AWS for Industries
Travel and hospitality at AWS re:Invent 2022: Top announcements
AWS re:Invent 2022 was back in full swing this year with a robust audience and equally robust roster of new service and feature releases. Throughout the sessions, we heard travel and hospitality customers and Amazon Web Services (AWS) leaders discuss the importance of data, security, and sustainability. Here is a list of the top announcements most relevant for the travel and hospitality industry and a playlist of travel and hospitality on-demand breakout sessions you can watch for inspiration.
Unifying and governing data
In the 2022 Skift Digital Transformation Report, only 18 percent of respondents rated their data collection and analytics capabilities as “excellent” today. Respondents noted multiple challenges that kept them from using data more effectively including siloed and fragmented data, poor data quality, IT infrastructure challenges, organizational structure barriers, and data security concerns.
The following service and feature announcements can help travel and hospitality companies overcome those challenges to actionable insights from their data.
- AWS Clean Rooms (Preview) helps customers and their partners to more easily and securely match, analyze, and collaborate on their combined datasets—without sharing or revealing underlying data.
- Amazon DataZone can be used to share, search, and discover data at scale across organizational boundaries. You can collaborate on data projects through a unified data analytics portal that gives you a 360-degree view of all your trusted business data regardless of where it is stored. Enforce your governance policies and access your data in accordance with your organization’s security and compliance regulations.
- Amazon Redshift announcements:
- Amazon Aurora zero-ETL integration with Amazon Redshift: Amazon Aurora now supports zero-ETL integration with Amazon Redshift, to enable near real-time analytics and machine learning (ML) using Amazon Redshift on petabytes of transactional data from Aurora. Within seconds of transactional data being written into Aurora, the data is available in Amazon Redshift, so you don’t have to build and maintain complex data pipelines to perform extract, transform, and load (ETL) operations.
- Amazon Redshift Integration for Apache Spark: Amazon Redshift Integration for Apache Spark simplifies and accelerates Apache Spark applications accessing Amazon Redshift data from AWS analytics services such as Amazon EMR, AWS Glue, and Amazon SageMaker. There is no manual setup or maintenance of uncertified connectors so you can start with Apache Spark jobs using data in Amazon Redshift in seconds.

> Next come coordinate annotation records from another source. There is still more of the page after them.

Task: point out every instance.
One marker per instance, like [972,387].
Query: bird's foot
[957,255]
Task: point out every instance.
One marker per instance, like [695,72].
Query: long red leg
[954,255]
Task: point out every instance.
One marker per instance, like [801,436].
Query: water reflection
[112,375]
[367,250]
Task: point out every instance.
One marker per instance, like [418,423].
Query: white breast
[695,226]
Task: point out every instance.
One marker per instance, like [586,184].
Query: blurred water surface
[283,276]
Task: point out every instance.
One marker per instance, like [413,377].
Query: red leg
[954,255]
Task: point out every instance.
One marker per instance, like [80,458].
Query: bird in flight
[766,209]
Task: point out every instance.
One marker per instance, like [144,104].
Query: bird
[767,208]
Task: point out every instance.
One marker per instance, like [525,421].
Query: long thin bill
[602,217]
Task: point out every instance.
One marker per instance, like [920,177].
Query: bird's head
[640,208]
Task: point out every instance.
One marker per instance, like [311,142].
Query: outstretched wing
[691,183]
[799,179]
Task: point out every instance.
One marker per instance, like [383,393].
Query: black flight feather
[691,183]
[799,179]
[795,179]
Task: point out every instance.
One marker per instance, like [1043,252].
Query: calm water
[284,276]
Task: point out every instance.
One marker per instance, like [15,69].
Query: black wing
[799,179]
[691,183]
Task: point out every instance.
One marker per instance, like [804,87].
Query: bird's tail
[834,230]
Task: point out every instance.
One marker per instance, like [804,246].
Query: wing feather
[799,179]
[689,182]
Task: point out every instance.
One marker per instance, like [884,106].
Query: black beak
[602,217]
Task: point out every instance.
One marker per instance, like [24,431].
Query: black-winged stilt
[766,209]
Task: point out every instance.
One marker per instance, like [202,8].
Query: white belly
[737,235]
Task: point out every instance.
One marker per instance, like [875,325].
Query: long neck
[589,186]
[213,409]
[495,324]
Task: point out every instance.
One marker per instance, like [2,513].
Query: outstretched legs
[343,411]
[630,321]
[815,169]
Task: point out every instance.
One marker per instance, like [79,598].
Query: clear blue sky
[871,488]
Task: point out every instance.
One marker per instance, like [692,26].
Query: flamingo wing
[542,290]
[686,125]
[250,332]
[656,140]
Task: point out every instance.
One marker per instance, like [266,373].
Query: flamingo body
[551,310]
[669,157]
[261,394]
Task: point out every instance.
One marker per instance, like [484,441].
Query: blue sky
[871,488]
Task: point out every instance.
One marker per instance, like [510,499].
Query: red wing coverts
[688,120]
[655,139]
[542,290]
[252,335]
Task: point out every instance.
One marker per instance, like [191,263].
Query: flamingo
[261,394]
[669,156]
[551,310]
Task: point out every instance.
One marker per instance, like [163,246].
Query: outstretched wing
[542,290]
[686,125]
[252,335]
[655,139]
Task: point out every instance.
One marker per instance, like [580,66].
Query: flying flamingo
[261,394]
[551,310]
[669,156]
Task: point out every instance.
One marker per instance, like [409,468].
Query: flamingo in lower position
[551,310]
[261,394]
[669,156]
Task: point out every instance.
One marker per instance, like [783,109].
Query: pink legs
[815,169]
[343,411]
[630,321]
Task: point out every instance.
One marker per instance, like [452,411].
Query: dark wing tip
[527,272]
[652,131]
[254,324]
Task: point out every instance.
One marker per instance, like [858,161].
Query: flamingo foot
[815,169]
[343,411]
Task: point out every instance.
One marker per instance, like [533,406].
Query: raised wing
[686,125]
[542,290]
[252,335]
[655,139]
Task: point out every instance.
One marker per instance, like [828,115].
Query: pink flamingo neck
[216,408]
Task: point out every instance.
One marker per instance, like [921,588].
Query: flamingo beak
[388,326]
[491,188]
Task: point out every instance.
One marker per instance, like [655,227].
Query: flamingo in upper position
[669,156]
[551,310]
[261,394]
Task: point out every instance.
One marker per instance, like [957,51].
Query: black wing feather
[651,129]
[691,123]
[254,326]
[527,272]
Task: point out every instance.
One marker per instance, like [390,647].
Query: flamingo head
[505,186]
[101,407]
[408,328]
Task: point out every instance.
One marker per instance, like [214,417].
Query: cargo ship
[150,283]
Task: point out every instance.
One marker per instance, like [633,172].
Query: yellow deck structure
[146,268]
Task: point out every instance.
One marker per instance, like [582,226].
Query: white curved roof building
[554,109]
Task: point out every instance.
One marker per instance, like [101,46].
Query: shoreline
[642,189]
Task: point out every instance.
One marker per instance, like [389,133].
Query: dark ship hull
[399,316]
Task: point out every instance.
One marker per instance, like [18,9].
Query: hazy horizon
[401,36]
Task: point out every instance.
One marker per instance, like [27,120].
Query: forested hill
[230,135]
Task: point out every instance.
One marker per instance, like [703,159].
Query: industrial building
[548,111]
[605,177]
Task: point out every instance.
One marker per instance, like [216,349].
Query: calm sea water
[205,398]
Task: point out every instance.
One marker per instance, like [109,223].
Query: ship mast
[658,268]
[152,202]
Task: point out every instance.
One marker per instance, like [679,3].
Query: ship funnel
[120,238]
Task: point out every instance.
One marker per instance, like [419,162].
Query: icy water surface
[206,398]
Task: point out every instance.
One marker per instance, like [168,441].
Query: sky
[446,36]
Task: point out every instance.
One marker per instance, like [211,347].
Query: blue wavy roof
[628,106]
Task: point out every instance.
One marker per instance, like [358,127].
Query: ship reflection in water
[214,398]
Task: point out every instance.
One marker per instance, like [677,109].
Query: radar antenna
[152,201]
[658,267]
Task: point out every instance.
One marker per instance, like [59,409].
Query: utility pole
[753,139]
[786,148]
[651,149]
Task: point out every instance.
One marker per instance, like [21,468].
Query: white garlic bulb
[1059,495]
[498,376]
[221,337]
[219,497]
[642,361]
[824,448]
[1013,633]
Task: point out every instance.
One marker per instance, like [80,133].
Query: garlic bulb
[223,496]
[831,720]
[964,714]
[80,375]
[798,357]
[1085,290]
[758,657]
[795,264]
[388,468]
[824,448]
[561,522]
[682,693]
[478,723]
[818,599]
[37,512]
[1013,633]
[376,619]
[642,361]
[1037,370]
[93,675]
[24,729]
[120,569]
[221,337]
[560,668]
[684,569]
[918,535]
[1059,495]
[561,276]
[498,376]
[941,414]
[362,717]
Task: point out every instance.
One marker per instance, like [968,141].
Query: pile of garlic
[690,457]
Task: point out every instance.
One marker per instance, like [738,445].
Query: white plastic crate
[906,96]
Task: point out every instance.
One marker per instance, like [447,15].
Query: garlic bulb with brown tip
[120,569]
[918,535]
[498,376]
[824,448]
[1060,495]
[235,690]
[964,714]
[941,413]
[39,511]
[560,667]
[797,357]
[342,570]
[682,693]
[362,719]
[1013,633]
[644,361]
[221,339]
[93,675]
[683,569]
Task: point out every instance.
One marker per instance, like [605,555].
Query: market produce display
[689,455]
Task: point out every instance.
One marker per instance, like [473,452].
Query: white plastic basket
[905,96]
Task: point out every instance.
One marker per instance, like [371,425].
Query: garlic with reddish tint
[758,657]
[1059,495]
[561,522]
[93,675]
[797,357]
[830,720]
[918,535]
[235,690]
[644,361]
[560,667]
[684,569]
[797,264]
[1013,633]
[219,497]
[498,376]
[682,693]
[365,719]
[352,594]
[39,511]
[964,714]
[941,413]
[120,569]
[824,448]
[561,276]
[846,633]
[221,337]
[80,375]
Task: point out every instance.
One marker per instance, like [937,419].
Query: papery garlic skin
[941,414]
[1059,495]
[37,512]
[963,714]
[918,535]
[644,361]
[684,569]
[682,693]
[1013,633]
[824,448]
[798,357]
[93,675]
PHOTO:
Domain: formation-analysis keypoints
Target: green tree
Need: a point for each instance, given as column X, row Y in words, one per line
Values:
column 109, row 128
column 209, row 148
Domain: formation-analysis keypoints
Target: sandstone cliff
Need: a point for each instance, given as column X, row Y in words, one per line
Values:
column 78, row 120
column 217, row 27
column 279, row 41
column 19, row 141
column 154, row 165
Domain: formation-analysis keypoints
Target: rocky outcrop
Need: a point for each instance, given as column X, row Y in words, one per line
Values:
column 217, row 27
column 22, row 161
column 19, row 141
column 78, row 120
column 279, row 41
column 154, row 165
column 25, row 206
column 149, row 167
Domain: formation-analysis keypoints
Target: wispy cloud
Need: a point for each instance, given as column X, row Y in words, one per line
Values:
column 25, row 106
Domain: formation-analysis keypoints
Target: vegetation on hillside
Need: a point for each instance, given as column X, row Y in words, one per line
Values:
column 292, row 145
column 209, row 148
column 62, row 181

- Amazon Redshift extends SQL capabilities to simplify and speed up data warehouse migrations (Preview): Amazon Redshift now supports new SQL functionalities to simplify building multi-dimensional analytics applications and incorporating fast changing data in Redshift. In addition, Amazon Redshift now extends support for a larger, semi-structured data size (up to 16 MB) when ingesting nested data from JSON and PARQUET source files. Together, these enhancements reduce the code conversion effort if you are migrating to Amazon Redshift from other data warehouse systems and help improve performance.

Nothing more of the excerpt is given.